Esta percentagem deve, porém, ser analisada com uma “pitada de sal”, visto que a conta é feita comparando o nível de impostos face ao Produto Interno Bruto (o rendimento do país, numa ótica simples), ou seja, não espelha na prática a carga fiscal real sobre o rendimento da esmagadora maioria das famílias portuguesas, visto que considera todo o “bolo” da riqueza produzida no país, “engolindo” as assimetrias que existem na distribuição de rendimentos.

Alguns entendidos apontam que o IRS é um instrumento de harmonização e que serve para dirimir as assimetrias na distribuição dos rendimentos.

Na minha modesta opinião, nos últimos 20 anos (pelos menos) os escalões de rendimentos têm sido moldados pela classe política para, por um lado, manipular a opinião pública (com subidas, descidas e demais malabarismos de taxas e escalões) e, por outro, ajudar no financiamento do Estado, numa ótica de financiamento de curto-prazo para manter as contas “à tona da água”.

Mas será que aumentar consecutivamente os impostos é a melhor via para desenvolver a economia de um país?

Certo é que trará um aumento da receita pontual para os cofres do Estado, mas, a médio/longo-prazo, provoca destruição de riqueza, enfraquecimento do tecido empresarial e um aumento da economia paralela (vulgo: fuga ao fisco), já que muitos negócios trabalham com um EBITDA (resultados antes de juros, impostos, depreciações e amortizações) muito ténue e frágil a aumentos da carga fiscal.

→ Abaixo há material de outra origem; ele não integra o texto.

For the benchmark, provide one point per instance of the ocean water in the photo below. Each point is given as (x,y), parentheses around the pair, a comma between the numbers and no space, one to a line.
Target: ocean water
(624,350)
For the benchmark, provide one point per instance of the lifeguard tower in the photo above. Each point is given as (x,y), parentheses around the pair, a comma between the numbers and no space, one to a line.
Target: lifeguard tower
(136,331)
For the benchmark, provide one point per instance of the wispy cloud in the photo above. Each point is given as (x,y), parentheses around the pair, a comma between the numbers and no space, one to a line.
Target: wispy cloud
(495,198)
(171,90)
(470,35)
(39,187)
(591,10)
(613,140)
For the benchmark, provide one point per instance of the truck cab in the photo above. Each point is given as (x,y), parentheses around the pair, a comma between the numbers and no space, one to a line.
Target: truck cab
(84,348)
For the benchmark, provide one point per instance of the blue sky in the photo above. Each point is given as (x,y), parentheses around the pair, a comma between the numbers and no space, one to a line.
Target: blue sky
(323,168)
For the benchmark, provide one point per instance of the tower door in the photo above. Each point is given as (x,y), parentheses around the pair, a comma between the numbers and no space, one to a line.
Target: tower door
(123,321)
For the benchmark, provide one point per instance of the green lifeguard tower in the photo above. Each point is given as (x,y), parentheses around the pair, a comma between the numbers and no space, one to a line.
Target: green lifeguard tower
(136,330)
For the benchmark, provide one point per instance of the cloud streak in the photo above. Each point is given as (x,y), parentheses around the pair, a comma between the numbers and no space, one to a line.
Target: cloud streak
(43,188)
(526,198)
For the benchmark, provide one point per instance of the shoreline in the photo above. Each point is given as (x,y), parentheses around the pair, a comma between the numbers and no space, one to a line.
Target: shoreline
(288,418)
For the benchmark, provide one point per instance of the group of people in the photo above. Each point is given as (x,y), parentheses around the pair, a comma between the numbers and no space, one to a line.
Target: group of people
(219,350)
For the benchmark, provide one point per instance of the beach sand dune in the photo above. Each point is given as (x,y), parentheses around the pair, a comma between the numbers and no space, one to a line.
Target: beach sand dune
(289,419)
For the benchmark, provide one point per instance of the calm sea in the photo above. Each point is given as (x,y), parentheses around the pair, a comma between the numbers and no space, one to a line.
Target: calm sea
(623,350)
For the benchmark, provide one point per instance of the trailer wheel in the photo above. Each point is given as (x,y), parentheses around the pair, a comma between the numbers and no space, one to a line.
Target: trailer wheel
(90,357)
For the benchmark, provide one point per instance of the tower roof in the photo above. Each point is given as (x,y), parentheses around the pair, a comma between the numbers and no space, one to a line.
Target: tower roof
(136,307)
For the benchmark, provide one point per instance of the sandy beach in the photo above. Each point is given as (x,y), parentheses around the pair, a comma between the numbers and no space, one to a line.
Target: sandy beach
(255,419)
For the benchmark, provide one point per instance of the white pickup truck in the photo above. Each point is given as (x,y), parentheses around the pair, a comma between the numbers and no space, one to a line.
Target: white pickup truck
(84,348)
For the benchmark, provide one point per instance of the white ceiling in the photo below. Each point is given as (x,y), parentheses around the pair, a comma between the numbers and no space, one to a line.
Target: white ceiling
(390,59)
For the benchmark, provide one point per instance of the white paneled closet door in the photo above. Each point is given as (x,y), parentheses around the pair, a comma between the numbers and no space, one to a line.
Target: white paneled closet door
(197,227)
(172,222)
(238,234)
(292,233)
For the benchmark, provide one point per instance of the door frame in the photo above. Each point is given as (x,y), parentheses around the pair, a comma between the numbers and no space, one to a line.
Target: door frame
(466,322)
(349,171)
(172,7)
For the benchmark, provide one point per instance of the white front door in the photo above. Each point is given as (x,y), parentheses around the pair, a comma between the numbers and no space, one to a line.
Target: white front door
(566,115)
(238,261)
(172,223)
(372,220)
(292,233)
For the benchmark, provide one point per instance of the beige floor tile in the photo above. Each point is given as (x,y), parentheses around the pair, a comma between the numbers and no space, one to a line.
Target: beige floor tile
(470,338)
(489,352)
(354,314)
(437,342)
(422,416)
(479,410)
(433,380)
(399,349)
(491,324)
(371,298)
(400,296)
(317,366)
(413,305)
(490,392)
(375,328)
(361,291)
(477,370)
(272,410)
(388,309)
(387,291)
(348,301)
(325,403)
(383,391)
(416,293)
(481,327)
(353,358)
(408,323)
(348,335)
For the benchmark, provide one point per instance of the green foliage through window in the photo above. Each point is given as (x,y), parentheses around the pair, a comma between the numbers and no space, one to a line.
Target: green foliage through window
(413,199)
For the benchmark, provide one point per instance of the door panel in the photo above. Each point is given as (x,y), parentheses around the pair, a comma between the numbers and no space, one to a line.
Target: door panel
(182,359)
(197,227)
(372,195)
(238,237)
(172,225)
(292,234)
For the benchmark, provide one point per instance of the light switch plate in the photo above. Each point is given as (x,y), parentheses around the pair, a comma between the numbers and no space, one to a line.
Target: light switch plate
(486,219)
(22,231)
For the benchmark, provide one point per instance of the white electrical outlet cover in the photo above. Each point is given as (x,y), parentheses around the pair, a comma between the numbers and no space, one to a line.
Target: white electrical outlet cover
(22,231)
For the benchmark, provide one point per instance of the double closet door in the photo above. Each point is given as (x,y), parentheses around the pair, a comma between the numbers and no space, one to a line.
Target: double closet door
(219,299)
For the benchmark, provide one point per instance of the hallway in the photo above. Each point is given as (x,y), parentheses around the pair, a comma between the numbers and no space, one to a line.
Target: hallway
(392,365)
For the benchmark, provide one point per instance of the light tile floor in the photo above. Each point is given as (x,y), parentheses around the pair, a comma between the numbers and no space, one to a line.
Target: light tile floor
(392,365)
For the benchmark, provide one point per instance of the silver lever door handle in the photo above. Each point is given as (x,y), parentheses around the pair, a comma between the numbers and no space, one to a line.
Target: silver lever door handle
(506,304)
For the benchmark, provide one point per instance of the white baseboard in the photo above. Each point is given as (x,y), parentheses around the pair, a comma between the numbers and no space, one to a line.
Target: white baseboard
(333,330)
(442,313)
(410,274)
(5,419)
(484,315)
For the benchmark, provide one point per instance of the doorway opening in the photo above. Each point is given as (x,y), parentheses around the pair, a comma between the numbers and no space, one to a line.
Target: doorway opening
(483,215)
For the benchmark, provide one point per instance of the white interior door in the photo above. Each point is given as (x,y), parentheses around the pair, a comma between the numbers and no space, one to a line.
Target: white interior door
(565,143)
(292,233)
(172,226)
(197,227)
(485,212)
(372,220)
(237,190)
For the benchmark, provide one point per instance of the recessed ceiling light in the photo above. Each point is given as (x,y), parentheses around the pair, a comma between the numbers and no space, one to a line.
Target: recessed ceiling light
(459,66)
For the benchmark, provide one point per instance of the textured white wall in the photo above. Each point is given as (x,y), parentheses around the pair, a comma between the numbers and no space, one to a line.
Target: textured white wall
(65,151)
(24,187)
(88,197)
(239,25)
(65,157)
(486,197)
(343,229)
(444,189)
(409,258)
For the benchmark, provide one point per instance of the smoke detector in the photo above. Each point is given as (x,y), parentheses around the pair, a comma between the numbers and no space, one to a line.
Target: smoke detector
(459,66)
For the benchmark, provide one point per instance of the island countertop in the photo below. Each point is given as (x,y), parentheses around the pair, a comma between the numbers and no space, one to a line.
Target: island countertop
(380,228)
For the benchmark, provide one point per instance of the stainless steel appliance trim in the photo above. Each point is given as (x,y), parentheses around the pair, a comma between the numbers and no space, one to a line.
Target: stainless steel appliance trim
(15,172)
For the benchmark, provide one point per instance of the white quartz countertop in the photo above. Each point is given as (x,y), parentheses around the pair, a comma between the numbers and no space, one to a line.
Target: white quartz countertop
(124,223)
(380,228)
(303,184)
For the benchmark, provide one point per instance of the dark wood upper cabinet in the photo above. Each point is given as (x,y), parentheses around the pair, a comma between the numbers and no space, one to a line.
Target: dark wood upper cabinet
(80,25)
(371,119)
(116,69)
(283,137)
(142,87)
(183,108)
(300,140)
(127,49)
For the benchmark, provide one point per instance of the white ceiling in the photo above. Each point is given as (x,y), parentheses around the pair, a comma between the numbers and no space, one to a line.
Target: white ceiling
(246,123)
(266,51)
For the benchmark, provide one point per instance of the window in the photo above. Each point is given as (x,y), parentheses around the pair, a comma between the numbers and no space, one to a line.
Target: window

Este é o cenário mais comum no tecido empresarial português.

Mais, as multinacionais com grande potencial do ponto de vista da receita fiscal estão, normalmente, isentas destes aumentos, visto tirarem partido da sua dimensão, e estabelecerem as suas sedes fiscais em países com regimes fiscais que lhes sejam mais favoráveis, evitando assim contribuir para a receita de impostos de Portugal.

Agora, haverá uma conotação entre o aumento da carga fiscal e o aumento da economia paralela?

Eu estou convicto que sim. Aliás, o economista Arthur Laffer partilha da mesma opinião. De facto, desenhou a famosa “Curva de Laffer” num guardanapo, numa tentativa de ilustrar ao então presidente dos EUA Gerald Ford (em 1974) que aumentar os impostos não seria a via mais indicada para aumentar a receita fiscal ou prosseguir o desiderato de desenvolver economicamente o país.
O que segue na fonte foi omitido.